Frederick William Collard
Frederick William Collard (baptised 1772, died 1860) was a British piano manufacturer.
Life
Collard, son of William and Thamosin Collard, was baptised at Wiveliscombe, Somerset, on 21 June 1772, and coming to London at the age of fourteen, obtained a situation in the house of Longman, Lukey, & Broderip, music publishers and pianoforte makers at 26 Cheapside.
In 1799 Longman & Co. fell into commercial difficulties, and a new company, consisting of John Longman, Muzio Clementi, Frederick Augustus Hyde, F. W. Collard, Josiah Banger, and David Davis, took over the business, but on 28 June 1800 Longman and Hyde retired, and the firm henceforth was known as Muzio Clementi & Co. After some time William Frederick Collard was admitted a partner, and on 24 June 1817 Banger went out. On 24 June 1831 the partnership between F. W. Collard, W. F. Collard, and Clementi expired, and the two brothers continued the business until 24 June 1842, when W. F. Collard retired, and F. W. Collard, then sole proprietor, took into partnership his two nephews, Frederick William Collard, jun., and Charles Lukey Collard.

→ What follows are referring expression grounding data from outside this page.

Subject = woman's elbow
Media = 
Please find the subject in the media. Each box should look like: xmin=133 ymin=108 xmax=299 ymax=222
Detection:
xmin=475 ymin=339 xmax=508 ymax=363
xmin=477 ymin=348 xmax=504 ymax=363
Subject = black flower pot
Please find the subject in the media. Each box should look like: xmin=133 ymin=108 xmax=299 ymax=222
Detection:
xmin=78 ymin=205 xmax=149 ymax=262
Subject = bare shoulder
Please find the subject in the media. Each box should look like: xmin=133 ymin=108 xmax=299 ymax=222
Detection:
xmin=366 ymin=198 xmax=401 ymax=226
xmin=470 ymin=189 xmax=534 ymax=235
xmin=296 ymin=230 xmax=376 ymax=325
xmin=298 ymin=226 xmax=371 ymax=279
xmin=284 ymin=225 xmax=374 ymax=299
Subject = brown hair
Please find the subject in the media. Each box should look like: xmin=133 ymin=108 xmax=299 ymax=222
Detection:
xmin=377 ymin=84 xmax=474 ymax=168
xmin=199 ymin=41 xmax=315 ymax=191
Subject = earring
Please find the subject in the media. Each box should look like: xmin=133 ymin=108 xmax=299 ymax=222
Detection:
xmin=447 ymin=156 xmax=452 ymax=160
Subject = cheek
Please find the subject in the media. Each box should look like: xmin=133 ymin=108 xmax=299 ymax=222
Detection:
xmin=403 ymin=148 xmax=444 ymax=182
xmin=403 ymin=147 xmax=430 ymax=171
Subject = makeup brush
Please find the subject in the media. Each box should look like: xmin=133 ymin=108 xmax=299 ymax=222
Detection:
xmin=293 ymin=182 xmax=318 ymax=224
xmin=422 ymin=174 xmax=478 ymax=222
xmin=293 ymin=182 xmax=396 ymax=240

After 1832 the pianos which had long borne the name of Clementi began to be called Collard & Collard, and many patents were in course of time taken out for improvements both in the action and the frame of the instruments. The firm soon gave up the business of music publishing, and confined themselves to pianoforte making, except that they had also the contract for supplying bugles, fifes, and drums to the regiments of the East India Company until 1858, when the government of India was transferred to the queen. About this time a novelty was brought out, which was suggested by an article in Chambers's Journal, a piano of the cottage class styled pianoforte for the people, which was sold in considerable numbers. To the Great Exhibition of 1851 Collard sent a grand, for which the musical jury awarded the council medal, but this award was not confirmed, owing to some feeling of jealousy.
The firm suffered twice from large fires; on 20 March 1807 the manufactory in Tottenham Court Road was burnt to the ground, and on 10 Dec. 1851 a new manufactory in Oval Road, Camden Town, was entirely destroyed.
F. W. Collard died at 26 Cheapside on 31 Jan. 1860, aged 88, having always lived in the same house since his arrival in London in 1786.
William Frederick Collard, the brother and partner of the above, was baptised at Wiveliscombe on 25 Aug. 1776, and, in addition to an inventive genius respecting improvements in pianos, also developed a taste for lyric poetry. He retired from business in 1842, and died at Folkestone on 11 Oct. 1866.